Wali Kota Tegal Nonaktif Siti Masitha Dituntut 7 Tahun Penjara

Nusaindo.com, Jakarta – Wali Kota Tegal nonaktif, Siti Mashita Soeparno dituntut hukuman penjara selama tujuh tahun. Selain itu, Jaksa penuntut Umum KPK, Fitroh Rochcahyanto juga meminta majelis hakim mencabut hak politik Siti Masitha dan denda Rp 200 juta subsider enam bulan penjara.

Dilakukan pelimpahan berkas perkara, barang bukti dan tersangka atas nama SMS (Siti Masitha Soeparno),” ujar Kabag Pemberitaan dan Publikasi KPK Priharsa Nugraha di Gedung KPK Kuningan Jakarta Selatan, Jumat 22 Desember 2017.

“Menuntut majelis hakim menyatakan terdakwa terbukti secara sah dan meyakinkan, melakukan tindak pidana sesuai diatur dalam dakwaan pertama, Pasal 12 huruf B, Undang-undang nomor 31 Tahun 1999 sebagaimana diubah ke dalam Undang-undang Nomor 20 Tahun 2001 tentang Tipikor juncto Pasal 55 ayat (1) juncto Pasal 64 KUHP,” kata Fitroh di hadapan ketua majelis hakim, Antonius Widjantono dalam sidang di Pengadilan Tipikor Semarang, Senin (2/4).

Menurut Jaksa, Siti Mashita menikmati suap sekitar Rp 500 juta. Sementara hal yang meringankan, Siti Masitha kooperatif saat persidangan. “Terdakwa juga mengakui dan menyesali perbuatannya,” ujarnya.

Selain Siti Mashita, persekongkolan tersebut juga melibatkan mantan ketua Partai NasDem Brebes, Amir Mirza Hutagalung. Dia juga menilai bahwa uang suap yang diberikan dari Cahyo supriyadi, Sugiyanto, Sri Murni dan Sadat Fariz melalui Amir Mirza ditujukan kepada terdakwa. “Terdakwa menyatakan bahwa Amir Mirza Hutagalung merupakan representasi dirinya sebagai Walikota Tegal,” tegas Fitroh.

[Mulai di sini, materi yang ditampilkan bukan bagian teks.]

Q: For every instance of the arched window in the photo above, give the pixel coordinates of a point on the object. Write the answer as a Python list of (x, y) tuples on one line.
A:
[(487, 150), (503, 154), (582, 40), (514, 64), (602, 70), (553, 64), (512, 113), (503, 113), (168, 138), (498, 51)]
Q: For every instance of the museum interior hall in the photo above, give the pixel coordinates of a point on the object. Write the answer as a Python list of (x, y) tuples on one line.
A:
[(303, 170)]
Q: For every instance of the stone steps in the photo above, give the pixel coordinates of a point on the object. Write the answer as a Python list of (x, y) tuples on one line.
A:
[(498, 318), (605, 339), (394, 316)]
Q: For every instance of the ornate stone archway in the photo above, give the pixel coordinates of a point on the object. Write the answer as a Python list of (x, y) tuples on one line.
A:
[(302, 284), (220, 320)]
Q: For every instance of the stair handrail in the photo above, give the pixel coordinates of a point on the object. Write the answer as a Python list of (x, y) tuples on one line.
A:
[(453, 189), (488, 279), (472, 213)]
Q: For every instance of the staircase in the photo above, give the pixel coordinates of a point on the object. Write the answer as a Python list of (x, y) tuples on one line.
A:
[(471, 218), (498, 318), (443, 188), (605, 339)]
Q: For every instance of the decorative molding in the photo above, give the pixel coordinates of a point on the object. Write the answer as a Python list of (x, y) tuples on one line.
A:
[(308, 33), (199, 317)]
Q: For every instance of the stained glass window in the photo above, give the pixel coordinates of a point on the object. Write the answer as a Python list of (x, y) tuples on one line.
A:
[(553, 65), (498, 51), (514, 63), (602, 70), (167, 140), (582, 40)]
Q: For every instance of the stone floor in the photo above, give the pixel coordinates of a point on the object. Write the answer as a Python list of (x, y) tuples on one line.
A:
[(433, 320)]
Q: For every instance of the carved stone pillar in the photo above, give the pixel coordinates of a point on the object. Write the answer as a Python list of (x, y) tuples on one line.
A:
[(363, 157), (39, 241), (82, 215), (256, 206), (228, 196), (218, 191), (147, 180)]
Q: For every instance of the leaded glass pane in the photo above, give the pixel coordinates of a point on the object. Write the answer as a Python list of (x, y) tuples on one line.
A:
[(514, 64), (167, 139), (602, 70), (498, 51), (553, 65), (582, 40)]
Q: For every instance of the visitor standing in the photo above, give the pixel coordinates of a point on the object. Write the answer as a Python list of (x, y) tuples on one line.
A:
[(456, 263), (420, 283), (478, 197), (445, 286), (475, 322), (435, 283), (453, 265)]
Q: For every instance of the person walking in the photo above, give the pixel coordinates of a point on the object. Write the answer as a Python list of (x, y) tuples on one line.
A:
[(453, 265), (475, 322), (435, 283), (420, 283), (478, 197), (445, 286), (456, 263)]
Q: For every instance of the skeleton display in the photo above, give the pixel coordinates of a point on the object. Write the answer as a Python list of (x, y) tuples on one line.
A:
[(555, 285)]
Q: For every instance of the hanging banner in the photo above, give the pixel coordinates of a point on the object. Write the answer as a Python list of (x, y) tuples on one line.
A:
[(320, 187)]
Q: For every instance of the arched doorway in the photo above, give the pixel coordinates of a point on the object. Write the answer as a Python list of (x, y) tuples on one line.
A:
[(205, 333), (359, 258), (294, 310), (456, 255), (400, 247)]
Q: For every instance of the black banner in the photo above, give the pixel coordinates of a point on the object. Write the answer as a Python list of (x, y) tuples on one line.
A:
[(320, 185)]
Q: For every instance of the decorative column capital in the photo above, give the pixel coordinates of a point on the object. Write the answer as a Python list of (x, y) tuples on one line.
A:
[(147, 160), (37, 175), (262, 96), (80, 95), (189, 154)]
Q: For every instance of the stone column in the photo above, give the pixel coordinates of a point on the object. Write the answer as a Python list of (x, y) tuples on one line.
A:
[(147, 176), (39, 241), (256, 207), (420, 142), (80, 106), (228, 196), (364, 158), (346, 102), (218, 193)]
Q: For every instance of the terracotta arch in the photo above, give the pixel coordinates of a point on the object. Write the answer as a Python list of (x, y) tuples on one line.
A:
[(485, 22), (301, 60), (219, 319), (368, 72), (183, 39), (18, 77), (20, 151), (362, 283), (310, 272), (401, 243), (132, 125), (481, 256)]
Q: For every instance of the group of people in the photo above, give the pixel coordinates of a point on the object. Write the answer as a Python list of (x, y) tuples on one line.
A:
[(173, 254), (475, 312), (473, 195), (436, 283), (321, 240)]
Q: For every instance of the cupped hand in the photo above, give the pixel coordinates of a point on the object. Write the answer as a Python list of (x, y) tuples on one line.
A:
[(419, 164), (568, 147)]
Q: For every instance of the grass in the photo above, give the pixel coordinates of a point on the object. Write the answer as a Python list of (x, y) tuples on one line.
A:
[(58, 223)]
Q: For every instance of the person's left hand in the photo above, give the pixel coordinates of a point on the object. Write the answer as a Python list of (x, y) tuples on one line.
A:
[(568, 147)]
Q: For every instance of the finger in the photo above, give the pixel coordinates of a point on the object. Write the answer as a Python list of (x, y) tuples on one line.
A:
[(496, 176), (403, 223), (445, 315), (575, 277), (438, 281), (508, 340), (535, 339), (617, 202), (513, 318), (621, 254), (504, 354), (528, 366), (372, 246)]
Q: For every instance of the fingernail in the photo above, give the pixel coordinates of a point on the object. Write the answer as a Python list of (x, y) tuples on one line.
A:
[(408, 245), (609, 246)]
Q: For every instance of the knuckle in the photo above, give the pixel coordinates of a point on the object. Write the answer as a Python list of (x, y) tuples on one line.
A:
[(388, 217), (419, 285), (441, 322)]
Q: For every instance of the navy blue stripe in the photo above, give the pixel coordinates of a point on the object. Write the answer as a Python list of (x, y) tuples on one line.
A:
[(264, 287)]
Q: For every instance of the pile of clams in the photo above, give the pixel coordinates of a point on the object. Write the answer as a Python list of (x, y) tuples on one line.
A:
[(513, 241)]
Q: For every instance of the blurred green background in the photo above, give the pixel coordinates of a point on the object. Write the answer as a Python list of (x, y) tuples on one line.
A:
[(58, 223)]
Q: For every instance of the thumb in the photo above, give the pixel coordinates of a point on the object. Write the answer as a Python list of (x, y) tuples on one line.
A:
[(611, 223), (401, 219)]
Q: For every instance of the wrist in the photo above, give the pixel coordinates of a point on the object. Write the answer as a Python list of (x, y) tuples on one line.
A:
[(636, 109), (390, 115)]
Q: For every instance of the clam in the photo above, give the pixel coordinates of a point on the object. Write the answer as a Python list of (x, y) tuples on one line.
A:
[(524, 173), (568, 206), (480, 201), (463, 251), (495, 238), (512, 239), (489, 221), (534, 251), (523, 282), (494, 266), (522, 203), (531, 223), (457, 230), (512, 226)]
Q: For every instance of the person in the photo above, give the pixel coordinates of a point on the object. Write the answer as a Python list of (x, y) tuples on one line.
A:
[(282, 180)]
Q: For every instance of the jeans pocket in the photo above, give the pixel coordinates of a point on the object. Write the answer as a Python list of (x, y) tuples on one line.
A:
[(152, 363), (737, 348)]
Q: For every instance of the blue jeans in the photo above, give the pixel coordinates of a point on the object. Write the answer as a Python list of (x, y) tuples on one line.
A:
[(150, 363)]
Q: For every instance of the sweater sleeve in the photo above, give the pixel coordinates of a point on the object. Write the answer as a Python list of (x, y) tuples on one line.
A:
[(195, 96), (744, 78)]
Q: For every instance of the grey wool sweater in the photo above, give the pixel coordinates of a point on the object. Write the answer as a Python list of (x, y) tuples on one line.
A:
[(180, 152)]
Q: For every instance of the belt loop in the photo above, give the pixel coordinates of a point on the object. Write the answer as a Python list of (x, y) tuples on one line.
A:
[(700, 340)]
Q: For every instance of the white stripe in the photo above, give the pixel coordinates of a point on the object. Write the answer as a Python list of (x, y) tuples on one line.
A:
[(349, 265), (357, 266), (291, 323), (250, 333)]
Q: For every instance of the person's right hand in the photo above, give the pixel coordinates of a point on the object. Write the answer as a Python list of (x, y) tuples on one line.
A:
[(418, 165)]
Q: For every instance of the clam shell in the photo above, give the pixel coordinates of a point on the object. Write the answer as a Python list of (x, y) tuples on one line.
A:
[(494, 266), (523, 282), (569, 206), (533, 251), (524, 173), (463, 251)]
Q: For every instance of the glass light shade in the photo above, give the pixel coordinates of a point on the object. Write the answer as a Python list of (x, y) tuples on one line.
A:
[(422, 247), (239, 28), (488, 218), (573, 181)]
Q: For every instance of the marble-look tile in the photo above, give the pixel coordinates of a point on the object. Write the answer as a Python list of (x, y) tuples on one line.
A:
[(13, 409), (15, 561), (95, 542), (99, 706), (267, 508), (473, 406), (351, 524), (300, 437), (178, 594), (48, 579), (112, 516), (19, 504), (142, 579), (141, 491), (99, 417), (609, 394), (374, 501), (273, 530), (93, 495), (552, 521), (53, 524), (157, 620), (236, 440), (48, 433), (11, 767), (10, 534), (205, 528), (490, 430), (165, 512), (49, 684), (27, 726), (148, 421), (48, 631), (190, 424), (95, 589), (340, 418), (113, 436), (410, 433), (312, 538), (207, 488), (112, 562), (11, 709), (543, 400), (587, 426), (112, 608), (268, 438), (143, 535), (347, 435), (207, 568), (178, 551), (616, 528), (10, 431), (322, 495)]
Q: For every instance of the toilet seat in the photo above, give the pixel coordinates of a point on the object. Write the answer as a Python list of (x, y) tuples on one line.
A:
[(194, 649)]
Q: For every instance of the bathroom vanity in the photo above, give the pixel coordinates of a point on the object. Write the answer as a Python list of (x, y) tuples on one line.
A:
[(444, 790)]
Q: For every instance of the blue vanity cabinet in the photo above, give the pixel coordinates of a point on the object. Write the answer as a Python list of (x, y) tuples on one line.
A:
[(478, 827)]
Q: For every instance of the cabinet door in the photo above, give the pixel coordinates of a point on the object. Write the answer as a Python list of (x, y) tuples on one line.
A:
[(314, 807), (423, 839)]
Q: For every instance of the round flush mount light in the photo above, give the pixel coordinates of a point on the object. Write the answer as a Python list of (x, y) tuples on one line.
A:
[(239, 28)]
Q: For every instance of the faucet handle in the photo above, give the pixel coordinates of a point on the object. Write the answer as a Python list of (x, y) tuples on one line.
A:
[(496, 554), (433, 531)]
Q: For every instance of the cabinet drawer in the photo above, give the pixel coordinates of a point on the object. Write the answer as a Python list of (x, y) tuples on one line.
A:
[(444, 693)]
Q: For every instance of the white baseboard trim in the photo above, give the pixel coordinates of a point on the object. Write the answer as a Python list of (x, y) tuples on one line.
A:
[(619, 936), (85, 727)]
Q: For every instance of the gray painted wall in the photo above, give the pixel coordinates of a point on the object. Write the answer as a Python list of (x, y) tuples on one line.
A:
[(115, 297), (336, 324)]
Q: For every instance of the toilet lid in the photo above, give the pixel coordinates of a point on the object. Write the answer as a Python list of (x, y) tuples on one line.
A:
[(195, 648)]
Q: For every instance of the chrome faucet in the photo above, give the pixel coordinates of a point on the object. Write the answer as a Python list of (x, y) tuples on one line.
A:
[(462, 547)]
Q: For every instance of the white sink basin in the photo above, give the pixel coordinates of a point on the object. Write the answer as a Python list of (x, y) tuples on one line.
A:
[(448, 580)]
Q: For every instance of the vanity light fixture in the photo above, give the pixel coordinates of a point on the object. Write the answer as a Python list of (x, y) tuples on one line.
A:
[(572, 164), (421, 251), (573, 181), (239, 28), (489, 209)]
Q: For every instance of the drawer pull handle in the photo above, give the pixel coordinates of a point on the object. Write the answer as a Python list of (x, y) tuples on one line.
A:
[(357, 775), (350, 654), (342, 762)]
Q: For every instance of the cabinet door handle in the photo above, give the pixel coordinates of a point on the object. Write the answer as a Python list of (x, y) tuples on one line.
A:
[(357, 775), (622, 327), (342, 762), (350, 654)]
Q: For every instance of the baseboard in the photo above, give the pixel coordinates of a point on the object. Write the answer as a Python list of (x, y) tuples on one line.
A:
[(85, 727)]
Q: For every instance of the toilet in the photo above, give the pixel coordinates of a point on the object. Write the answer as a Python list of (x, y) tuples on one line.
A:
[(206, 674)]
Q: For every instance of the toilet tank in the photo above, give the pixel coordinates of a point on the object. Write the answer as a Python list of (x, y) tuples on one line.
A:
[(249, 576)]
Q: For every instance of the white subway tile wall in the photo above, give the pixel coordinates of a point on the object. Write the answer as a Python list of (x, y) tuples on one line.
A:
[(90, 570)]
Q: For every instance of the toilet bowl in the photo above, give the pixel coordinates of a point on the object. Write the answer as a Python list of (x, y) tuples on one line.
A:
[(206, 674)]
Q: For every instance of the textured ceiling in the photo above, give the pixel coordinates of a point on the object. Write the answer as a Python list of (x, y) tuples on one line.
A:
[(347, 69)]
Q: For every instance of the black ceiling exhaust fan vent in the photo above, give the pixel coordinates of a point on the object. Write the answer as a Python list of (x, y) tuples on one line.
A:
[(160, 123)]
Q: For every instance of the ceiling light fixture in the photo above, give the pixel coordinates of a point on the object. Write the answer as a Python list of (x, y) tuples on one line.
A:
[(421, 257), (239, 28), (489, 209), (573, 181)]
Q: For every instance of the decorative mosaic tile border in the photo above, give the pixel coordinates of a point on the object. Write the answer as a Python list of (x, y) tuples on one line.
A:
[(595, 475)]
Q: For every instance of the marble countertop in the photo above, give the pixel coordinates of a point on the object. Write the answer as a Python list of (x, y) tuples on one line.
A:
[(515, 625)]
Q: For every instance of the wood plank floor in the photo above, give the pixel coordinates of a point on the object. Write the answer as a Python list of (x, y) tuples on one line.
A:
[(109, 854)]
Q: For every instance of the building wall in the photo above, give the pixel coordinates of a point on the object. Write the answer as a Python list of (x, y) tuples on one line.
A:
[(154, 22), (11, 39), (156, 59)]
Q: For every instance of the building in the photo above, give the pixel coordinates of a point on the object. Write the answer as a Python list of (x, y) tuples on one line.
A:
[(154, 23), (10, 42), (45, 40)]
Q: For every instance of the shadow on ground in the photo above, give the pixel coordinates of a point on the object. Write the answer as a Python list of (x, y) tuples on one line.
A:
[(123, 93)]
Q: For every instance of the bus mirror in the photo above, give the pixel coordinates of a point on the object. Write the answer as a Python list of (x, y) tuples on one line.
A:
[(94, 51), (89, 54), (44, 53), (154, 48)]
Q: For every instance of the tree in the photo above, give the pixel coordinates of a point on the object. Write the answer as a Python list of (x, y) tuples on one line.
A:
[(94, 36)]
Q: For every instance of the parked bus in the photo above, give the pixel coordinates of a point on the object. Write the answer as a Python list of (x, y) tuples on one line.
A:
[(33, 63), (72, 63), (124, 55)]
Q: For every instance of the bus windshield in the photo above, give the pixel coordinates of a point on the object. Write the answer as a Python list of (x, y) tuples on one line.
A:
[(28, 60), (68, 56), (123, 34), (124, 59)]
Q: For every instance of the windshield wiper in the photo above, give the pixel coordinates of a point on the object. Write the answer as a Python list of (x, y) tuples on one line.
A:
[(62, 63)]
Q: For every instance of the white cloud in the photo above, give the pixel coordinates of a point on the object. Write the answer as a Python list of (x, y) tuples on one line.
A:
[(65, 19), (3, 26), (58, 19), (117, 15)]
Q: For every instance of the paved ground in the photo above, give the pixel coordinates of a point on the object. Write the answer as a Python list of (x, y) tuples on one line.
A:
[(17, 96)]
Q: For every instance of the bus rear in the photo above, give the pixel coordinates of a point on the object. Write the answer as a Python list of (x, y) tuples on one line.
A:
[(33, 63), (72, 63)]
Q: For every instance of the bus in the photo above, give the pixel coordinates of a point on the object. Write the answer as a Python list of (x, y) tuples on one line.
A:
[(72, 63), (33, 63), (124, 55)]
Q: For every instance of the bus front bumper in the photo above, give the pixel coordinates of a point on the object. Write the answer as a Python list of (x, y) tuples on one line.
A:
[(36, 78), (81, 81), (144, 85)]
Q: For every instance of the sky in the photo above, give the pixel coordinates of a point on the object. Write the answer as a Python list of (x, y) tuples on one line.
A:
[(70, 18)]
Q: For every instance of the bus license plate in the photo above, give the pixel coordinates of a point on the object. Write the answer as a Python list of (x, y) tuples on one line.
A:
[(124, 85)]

Selain Siti, dalam kasus ini KPK menetapkan dua orang lainnya sebagai tersangka, yakni Amir Mirza Hutagalung (AMH) mantan ketua DPD Partai Nasdem kota Brebes, dan Cahyo Supardi (CHY) Wakil Direktur RSUD Kardinah Tegal.

Wali Kota Tegal Siti Masitha dan Amir diduga sebagai penerima suap, sementara Cahyo diduga selaku pemberi suap.

Uang yang disita dalam operasi tangkap tangan tersebut sebesar Rp 300 juta, yakni Rp 200 juta dan Rp 100 dari rekening Amir.

Usai mendengar tuntutan jaksa, Siti Masitha menyatakan akan membuat pembelaan secara pribadi. Dia juga mengatakan, penasehat hukumnya akan mengajukan pembelaan. “Kami akan mengajukan pembelaan pribadi, yang mulia,” kata Siti Masitha.

Siti Masitha dan Amir Mirza Hutagalung diseret ke meja hijau lantaran diduga terlibat kasus suap Cahyo Supardi. Menurut dakwaan, Cahyo telah memberikan suap kepada Siti Masitha sejak 2016 hingga 2017. Total jumlah suap yang diterima oleh Siti Masitha mencapai sekitar Rp 7 miliar. Jaksa Penuntut Umum (JPU), Fitroh Rohchyanto, mendakwa Cahyo dengan dakwaan alternatif.